There are serious consequences to consider, not the least of which is possible prosecution in South Korean courts.
Under current South Korean law, patients can face a year in jail or a fine up to 2 million won, or $2,146. Doctors performing the procedure also may face up to two years in prison.
“A servicemember or dependent who obtains an abortion at an off-post facility … would be violating Korean law and could be prosecuted by Korean authorities,” Oten wrote in an e-mail earlier this year in response to questions.
In Japan, the law allows for voluntary abortions, though each family must demonstrate the pregnancy and child would affect the economic situation of the family, according to Dr. Yoichiro Yanagita, the chief of obstetrics and gynecology at Tokyo Maternity Clinic.
He said that this requirement is easily met. “If the patient wants to have the abortion, they can,” he said.
Yanagita, also an adjunct at Johns Hopkins University in Maryland, said patients considering abortions overseas should do their research first.

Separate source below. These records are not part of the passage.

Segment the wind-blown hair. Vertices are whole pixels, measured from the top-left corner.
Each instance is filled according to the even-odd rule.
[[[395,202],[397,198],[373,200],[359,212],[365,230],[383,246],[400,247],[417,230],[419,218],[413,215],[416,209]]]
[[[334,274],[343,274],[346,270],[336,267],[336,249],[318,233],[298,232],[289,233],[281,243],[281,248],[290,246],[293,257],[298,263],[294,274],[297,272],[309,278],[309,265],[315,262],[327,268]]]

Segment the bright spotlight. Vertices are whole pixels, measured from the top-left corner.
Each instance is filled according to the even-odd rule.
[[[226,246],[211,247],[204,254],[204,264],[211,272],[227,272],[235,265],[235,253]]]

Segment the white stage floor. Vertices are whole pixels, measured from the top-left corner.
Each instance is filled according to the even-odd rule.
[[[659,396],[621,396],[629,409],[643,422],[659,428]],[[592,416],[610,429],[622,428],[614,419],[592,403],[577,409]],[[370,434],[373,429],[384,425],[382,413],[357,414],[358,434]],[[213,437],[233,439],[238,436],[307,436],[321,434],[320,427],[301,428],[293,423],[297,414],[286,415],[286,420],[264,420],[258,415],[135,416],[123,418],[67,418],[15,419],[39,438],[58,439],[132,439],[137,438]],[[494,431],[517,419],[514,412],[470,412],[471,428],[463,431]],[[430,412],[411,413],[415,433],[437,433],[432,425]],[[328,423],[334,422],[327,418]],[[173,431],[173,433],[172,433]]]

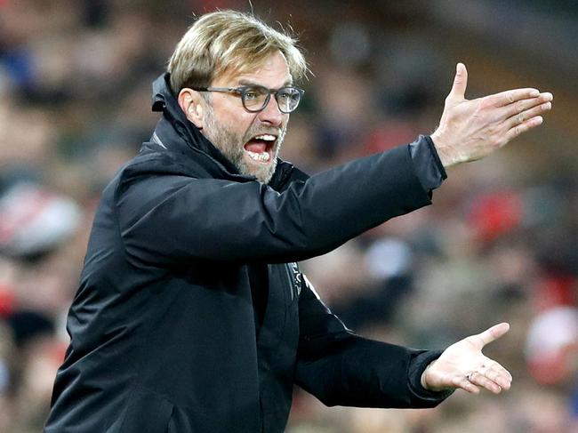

Japanese clinics will not take insurance as a means of payment. In general, abortions cost 100,000 to 200,000 yen, or about $838 to $1,676.
Also in Japan, the father of the fetus must also give consent for the procedure, according to Yanagita.
In South Korea, options aren’t as clear cut. Planned Parenthood in Suwon, near Seoul, said it could help Westerners who speak English. Another hospital, called Future and Hope in the Gangnam district of Seoul, said its staff would perform abortions up to the tenth week of pregnancy. For additional details, they asked for the pregnant woman to visit in person.
Hwang Hae-rym, Chris Fowler and Jimmy Norris contributed to this report.
Guam clinic caters to servicemembers
There is at least one place in the Pacific to go for an abortion, a place where servicemembers can stay on base and sometimes even take a military flight, according to a physician who performs the procedures.
The Guam Women’s Clinic has been open for more than two decades and about 10 percent of its business involves servicemembers or their dependents flying to the island to end their pregnancies, according to Dr. William Freeman, one of two doctors who perform abortions at the clinic.
“They have family counseling units on the bases and they have our names available as well,” said Freeman, whose clinic advertises in Stars and Stripes.
Military officials from bases throughout Korea and Japan declined to be interviewed for this story.
At the Guam clinic, most of the military patients are enlisted troops rather than officers, Freeman said. But he added that the clientele runs the gamut and reflects the clinic’s overall patient population. Some women are married, some in their 40s, some in their teens.
Freeman said he thinks the military community uses the clinic because of the cost. He said the clinic charges $760 for a first-trimester abortion.
Legal guidelines for abortions
Japan Abortion is allowed in the first 22 weeks if the family can give an economic reason to justify ending the pregnancy. The father must also agree to the procedure.
Source: Tokyo Maternity Clinic
Germany Abortion is prohibited, yet a woman who has an abortion during the first trimester will not be prosecuted if she undergoes counseling persuading her to carry the pregnancy to term. An abortion is legal if the pregnancy is the result of rape, or if completing the pregnancy would endanger the woman’s health. Doctors remain free from prosecution.
Source: The German Embassy in Washington, D.C.
South Korea With limited exceptions, abortion is prohibited. Yet many health facilities, including Planned Parenthood in Seoul, offer the procedure. Abortion is legal when either parent has genetic mental or physical illness, when either parent has a contagious disease, in cases of rape or incest, or when the mother’s life is endangered. All abortions are limited to the first 28 weeks of pregnancy and require the father’s consent.